For some reason, reloading large rulesets "tackles" the firewall, causing all traffic to stop for a few seconds. -
Yeah, 2-3% is nothing to worry about.
If you hit this you will see something like:
last pid: 16601; load averages: 0.46, 0.17, 0.10 up 1+16:21:09 16:44:08 599 threads: 7 running, 547 sleeping, 43 waiting, 2 lock CPU: 1.6% user, 0.0% nice, 60.9% system, 0.0% interrupt, 37.5% idle Mem: 29M Active, 201M Inact, 702M Wired, 2905M Free ARC: 229M Total, 46M MFU, 176M MRU, 168K Anon, 1423K Header, 5909K Other 109M Compressed, 315M Uncompressed, 2.90:1 Ratio Swap: 1024M Total, 1024M Free PID USERNAME PRI NICE SIZE RES STATE C TIME WCPU COMMAND 16601 root 20 0 16M 8132K CPU3 3 0:03 100.00% pfctl -f /tmp/rules.debug 56110 root 20 0 11M 2644K CPU2 2 0:22 70.96% /usr/local/bin/dpinger -S -r 0 -i WAN_DHCP -B 172.21.16.21 -p /var/run/dpi 59112 root 20 0 19M 6856K *pf ru 0 0:10 66.11% /usr/local/sbin/ntpd -g -c /var/etc/ntpd.conf -p /var/run/ntpd.pid{ntpd} 11 root 155 ki31 0B 64K RUN 3 39.9H 55.95% [idle{idle: cpu3}] 11 root 155 ki31 0B 64K CPU1 1 39.9H 39.34% [idle{idle: cpu1}] 11 root 155 ki31 0B 64K RUN 0 39.9H 33.16% [idle{idle: cpu0}] 11 root 155 ki31 0B 64K RUN 2 39.9H 21.50% [idle{idle: cpu2}] 56372 root 20 0 14M 2696K *pf ru 3 0:21 12.56% /usr/local/bin/dpinger -S -r 0 -i VTI0_VTIV4 -B 10.45.13.2 -p /var/run/dpi 0 root -92 - 0B 736K - 1 4:16 0.17% [kernel{dummynet}]

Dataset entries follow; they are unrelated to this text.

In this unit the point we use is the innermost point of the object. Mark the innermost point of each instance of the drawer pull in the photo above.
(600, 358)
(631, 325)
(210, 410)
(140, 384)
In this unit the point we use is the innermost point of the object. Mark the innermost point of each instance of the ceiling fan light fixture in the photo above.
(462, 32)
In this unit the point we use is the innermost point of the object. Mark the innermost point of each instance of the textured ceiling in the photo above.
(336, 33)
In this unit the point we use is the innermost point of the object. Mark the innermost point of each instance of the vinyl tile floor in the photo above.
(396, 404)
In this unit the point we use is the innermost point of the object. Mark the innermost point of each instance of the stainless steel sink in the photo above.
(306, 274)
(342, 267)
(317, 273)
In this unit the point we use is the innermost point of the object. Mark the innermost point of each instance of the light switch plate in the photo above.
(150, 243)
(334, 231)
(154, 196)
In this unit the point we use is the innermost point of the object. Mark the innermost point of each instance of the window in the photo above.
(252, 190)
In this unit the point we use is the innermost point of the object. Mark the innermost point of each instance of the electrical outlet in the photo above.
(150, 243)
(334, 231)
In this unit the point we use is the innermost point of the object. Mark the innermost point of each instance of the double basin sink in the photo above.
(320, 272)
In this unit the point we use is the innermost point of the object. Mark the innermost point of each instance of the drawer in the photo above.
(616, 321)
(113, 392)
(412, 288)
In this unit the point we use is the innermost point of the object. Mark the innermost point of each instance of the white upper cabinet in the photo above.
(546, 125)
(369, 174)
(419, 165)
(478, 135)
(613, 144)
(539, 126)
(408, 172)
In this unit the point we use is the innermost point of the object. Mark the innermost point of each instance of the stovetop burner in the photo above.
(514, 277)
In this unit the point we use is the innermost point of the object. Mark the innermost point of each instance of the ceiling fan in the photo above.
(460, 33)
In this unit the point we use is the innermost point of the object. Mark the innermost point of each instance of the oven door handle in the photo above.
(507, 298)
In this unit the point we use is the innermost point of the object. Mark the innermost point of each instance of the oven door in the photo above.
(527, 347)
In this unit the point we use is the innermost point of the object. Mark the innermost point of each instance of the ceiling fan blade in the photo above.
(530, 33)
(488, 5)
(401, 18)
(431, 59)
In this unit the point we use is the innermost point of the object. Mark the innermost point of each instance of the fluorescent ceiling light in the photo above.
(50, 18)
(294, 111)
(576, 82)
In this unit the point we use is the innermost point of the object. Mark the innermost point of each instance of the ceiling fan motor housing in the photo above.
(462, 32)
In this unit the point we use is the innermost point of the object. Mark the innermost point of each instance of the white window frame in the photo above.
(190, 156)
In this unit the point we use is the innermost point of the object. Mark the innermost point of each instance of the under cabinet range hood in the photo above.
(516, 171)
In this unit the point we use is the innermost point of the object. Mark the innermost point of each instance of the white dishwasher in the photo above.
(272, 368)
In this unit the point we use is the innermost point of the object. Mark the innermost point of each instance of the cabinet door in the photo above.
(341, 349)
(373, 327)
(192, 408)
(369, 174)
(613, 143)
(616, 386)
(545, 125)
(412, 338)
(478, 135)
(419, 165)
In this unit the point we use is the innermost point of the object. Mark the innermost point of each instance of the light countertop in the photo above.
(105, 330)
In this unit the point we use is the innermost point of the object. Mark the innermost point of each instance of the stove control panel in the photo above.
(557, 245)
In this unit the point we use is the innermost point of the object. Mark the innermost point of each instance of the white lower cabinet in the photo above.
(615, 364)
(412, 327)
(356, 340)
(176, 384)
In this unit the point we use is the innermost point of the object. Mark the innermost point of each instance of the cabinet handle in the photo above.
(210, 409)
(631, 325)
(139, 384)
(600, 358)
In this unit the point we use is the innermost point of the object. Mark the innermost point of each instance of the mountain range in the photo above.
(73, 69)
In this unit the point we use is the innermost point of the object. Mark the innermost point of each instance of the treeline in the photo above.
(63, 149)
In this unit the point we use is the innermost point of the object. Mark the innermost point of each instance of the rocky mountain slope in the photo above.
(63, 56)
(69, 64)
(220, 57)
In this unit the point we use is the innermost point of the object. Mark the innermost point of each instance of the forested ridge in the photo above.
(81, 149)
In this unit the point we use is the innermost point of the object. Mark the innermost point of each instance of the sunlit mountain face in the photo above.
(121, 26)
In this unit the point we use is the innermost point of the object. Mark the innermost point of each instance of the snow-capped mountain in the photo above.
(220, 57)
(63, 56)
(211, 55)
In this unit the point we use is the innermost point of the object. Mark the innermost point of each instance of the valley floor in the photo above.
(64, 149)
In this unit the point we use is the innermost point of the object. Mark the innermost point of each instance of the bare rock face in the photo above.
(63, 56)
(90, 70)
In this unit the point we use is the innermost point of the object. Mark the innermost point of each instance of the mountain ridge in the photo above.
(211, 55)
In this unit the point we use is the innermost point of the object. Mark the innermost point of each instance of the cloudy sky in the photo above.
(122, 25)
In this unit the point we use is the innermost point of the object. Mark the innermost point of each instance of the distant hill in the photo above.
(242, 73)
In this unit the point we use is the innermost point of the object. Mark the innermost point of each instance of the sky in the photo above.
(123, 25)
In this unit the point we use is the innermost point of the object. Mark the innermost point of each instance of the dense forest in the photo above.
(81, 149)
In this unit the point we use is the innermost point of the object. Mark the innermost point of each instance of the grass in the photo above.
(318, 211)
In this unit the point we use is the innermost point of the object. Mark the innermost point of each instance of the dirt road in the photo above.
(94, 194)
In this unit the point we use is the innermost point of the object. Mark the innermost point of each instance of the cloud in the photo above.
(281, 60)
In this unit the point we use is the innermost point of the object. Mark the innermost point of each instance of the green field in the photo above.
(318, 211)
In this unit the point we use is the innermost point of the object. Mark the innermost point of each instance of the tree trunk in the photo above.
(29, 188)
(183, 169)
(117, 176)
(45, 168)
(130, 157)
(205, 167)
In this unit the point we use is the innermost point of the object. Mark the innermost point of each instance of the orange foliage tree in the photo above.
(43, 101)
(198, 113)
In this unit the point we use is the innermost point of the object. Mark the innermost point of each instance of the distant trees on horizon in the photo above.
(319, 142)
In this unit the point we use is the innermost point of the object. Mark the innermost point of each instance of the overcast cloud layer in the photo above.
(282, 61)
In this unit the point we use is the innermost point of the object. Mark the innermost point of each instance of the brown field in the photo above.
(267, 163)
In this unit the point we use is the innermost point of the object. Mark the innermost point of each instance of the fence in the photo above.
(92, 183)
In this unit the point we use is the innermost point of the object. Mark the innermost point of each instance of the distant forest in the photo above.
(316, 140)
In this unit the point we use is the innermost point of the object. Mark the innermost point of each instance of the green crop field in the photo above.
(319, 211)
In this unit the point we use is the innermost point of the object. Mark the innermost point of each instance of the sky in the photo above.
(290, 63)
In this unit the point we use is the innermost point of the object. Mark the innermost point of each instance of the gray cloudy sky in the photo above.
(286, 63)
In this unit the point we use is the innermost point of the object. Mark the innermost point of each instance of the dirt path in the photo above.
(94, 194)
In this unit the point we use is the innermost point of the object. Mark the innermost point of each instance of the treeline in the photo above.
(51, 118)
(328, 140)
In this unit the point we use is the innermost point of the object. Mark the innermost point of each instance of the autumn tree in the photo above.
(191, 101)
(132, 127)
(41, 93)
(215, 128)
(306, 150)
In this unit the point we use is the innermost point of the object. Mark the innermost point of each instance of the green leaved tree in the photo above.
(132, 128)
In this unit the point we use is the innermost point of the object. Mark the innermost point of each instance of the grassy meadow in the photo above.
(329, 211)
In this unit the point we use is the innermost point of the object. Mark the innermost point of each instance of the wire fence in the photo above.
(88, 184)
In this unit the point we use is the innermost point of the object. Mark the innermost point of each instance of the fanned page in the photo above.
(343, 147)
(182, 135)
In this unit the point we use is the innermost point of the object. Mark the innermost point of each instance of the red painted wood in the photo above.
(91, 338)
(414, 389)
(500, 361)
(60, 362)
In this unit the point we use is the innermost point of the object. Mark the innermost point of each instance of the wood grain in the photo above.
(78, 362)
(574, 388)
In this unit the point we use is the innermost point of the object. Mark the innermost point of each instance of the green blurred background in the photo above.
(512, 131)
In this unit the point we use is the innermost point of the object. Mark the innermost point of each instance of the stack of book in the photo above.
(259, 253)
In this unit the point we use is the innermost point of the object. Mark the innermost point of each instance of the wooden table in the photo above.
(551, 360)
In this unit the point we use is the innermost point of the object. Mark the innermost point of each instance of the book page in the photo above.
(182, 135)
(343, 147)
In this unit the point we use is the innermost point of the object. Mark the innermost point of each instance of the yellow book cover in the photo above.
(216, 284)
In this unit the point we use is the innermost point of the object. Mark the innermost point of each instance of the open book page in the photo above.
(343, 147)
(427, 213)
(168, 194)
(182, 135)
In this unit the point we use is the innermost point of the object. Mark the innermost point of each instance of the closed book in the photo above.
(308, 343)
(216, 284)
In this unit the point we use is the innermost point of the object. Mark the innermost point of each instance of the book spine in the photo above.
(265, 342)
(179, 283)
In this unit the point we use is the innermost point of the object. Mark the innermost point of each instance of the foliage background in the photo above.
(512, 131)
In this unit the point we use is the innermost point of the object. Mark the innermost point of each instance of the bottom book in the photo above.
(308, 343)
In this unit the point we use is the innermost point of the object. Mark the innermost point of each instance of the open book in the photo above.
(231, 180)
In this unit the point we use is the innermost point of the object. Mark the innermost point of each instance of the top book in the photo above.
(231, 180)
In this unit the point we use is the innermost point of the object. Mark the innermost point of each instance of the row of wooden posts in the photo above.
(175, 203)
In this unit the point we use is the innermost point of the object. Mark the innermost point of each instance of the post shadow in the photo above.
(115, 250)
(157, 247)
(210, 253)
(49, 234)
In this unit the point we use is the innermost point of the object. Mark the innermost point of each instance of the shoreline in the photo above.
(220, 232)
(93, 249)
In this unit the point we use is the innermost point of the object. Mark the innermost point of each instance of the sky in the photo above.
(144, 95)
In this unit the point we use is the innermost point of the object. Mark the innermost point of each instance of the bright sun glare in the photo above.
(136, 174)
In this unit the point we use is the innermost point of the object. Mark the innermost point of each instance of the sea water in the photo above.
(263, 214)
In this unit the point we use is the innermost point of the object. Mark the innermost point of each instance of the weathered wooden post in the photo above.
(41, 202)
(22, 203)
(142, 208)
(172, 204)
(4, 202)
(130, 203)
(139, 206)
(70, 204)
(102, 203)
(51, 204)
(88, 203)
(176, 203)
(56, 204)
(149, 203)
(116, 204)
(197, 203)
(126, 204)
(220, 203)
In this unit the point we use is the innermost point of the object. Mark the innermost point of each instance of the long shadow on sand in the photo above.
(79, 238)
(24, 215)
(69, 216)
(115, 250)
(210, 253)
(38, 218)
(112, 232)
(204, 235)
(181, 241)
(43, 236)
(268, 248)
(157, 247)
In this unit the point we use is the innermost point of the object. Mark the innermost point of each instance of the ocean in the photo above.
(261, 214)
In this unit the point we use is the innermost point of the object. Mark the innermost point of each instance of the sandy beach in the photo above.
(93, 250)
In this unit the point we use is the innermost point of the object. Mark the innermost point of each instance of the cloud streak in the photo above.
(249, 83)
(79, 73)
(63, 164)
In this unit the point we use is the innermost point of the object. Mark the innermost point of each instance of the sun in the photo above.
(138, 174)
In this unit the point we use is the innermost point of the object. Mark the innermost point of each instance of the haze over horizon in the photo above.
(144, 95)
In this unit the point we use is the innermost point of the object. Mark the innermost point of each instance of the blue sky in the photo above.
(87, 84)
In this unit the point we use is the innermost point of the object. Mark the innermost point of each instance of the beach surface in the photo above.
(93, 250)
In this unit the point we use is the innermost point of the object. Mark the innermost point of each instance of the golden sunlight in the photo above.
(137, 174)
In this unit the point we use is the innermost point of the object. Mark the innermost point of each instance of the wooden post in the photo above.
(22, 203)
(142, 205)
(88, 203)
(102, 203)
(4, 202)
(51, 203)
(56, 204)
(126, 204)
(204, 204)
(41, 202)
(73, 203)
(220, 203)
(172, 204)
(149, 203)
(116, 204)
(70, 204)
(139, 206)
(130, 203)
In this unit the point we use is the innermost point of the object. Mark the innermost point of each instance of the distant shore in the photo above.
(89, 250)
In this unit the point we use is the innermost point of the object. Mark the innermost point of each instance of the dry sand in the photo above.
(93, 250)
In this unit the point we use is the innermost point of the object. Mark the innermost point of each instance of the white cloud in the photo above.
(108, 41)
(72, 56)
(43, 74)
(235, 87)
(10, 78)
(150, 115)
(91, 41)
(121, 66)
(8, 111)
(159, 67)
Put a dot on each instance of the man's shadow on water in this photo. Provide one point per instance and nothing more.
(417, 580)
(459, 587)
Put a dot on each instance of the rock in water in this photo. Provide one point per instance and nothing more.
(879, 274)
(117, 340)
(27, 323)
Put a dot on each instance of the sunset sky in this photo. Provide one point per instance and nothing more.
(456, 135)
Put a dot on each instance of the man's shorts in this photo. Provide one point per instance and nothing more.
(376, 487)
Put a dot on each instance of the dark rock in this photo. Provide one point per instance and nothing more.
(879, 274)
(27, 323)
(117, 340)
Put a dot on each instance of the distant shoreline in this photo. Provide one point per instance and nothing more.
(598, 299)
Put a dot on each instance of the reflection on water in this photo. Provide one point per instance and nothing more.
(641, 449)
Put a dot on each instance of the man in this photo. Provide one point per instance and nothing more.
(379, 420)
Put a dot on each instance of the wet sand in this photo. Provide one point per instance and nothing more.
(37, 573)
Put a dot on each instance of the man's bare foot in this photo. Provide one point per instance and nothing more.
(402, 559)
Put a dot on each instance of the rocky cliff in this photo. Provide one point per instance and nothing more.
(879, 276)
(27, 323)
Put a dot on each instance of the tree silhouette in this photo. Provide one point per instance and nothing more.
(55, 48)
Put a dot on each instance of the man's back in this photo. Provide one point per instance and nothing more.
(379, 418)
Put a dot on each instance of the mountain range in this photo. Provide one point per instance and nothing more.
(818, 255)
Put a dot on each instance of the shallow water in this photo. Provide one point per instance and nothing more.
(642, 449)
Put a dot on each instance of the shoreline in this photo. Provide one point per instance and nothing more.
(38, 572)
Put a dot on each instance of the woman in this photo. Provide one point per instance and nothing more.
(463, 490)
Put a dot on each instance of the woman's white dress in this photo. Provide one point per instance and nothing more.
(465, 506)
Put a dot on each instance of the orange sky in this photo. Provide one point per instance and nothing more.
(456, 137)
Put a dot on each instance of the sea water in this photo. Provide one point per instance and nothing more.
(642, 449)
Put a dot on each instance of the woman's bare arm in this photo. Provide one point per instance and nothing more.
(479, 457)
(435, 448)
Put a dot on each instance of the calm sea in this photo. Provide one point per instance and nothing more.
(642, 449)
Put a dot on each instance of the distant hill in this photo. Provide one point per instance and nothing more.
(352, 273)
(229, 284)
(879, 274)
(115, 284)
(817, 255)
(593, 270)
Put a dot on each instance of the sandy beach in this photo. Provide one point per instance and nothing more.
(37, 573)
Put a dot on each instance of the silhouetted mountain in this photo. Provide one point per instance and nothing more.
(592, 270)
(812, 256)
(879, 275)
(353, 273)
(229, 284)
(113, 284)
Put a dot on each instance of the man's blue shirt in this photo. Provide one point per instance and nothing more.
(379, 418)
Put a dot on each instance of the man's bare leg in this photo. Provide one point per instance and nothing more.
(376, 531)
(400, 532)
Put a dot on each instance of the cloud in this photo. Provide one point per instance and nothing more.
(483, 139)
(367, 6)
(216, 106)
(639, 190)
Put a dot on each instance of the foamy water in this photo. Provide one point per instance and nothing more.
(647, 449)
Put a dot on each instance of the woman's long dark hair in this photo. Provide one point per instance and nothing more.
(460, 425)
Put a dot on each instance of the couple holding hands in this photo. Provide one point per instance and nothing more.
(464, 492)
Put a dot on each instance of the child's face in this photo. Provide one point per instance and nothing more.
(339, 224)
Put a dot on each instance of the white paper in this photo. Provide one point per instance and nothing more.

Even there though you'll notice no CPU core is pegged at 100%.
Steve
-
@averlon The new System Patches package lists recommended patches, and one is to Disable pf counter data preservation to temporarily work around latency when reloading large rulesets.
-
-
-
Listing recommended Patches via the the System Patches package is a great enchantment.
Meanwhile I've rolled back to 2.5. The 2.6 enchantment, which I wanted to get from that Release (IP Fragmentation over IPsec) isn't working in my configuration. Probably I'll have to change the IPsec Filter Mode to "VTI only" to get this work. This means also, I'll have to migrate a bunch of Rules (~900) from the IPsec section to each VTI Interface and spend some thoughts on how I design rules for encrypted traffic between sites when a firewall has to do a transit role.I've encountered another Issue with HAProxy on 2.6 - The process started to consume permanent 100% CPU Time (one core) randomly. After a restart of the service, all went back to normal, at least for a while. I didn't look further into this, maybe it has something to do with ocsp preload enabled on some front-ends.
For now I'm back on 2.5.x., all in all it's running more stable in my configuration, even if 2.6 has some great updates in the IPSec code what makes overall configuration more smooth and reduce boot time about 50%.